Bu çalışmada ön analizlere göre yenilenme hızı ve değişim açısından önemli bir veri oluşturabilecek potansiyele sahip Kadıköy ilçesi Suadiye mahallesinde bir yapı adası çalışma alanı olarak seçilmiştir. Bu alanda çeşitli ölçütlere göre 1960 ve 2019 dokusu belirlenmiştir. Bu iki kent dokusu, simülasyon ortamında ayrı ayrı bütün doku olarak modellenmiş ve CFD yöntemiyle dokunun rüzgar ile etkileşimi incelenmiştir.
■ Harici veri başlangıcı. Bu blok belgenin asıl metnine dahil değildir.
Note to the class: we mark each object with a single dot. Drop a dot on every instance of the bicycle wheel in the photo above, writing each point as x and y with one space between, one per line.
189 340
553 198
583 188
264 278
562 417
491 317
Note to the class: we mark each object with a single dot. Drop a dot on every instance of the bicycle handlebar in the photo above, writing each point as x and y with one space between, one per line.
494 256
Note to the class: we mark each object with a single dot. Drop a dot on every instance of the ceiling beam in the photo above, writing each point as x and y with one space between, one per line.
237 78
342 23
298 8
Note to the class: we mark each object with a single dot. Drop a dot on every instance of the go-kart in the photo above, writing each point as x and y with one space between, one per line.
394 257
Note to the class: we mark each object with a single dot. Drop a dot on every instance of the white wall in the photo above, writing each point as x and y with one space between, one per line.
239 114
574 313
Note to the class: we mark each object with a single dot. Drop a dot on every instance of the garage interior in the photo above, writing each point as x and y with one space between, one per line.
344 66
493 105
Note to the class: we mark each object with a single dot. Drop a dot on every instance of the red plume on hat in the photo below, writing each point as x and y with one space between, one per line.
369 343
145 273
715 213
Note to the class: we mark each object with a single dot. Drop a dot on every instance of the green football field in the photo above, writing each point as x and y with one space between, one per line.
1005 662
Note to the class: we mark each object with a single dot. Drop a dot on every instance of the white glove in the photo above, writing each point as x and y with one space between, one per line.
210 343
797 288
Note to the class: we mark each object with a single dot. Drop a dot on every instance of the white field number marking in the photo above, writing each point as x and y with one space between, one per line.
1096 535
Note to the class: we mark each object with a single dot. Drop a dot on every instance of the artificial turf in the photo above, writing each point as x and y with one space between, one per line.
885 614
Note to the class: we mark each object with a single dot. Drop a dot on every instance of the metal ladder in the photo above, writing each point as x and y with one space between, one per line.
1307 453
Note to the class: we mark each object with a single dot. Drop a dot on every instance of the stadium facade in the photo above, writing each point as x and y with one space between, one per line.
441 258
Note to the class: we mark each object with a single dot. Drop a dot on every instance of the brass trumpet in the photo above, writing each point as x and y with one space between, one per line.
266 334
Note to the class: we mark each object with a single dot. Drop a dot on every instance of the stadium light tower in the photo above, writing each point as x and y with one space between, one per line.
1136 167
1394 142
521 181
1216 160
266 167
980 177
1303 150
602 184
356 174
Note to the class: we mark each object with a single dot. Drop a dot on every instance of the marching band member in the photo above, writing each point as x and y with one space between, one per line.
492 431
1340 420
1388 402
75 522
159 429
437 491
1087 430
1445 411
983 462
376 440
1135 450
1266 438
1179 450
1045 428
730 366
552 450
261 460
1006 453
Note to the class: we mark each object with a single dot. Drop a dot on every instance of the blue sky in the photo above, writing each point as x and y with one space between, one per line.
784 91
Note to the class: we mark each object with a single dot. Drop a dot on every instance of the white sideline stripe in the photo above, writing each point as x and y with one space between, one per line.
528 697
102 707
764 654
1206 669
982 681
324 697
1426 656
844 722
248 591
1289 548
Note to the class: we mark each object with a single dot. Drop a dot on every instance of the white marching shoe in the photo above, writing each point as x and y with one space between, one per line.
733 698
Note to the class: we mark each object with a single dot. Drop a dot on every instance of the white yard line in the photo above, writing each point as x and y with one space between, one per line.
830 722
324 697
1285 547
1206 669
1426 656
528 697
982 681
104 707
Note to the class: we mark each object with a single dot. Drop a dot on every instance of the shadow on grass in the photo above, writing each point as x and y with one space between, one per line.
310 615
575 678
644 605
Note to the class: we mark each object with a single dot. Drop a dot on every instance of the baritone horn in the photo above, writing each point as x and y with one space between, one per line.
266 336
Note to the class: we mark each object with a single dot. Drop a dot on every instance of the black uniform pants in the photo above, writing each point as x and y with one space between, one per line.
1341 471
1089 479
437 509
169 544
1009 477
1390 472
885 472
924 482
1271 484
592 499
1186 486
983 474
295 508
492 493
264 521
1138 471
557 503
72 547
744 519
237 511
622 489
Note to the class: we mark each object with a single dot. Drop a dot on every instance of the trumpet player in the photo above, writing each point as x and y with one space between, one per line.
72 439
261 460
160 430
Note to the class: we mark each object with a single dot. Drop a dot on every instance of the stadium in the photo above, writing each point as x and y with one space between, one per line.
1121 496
Analizlere göre ölçülen maksimum rüzgar hızları açısından bir değerlendirme yapıldığında 2019 dokusu içerisindeki rüzgar hızları 1960 dokusundan belirgin oranda yüksektir. Bu farklılık binaların inşa edildikleri dönemlerde geçerli olan imar planlarının sonuçlarıdır. Bu farklılığı fiziksel olarak; bina yüksekliği, bina taban alanı büyüklüğü, aynı yapı adası içinde yer alan bina-bina aralıkları, aynı katta yer alan daire sayısı, şeklinde sıralamak mümkündür. Ortaya çıkan yerleşim dokusu özellikleri yasal düzenlemelere göre yapılandırılmış olsa da her iki dönem yapılarında dikkat çeken özellik; bina biçimlenme kararlarında, planların mekan-yol-yön ilişkisinde, rüzgar ya da güneş verilerinin yeteri kadar dikkate alınmamış olmasıdır.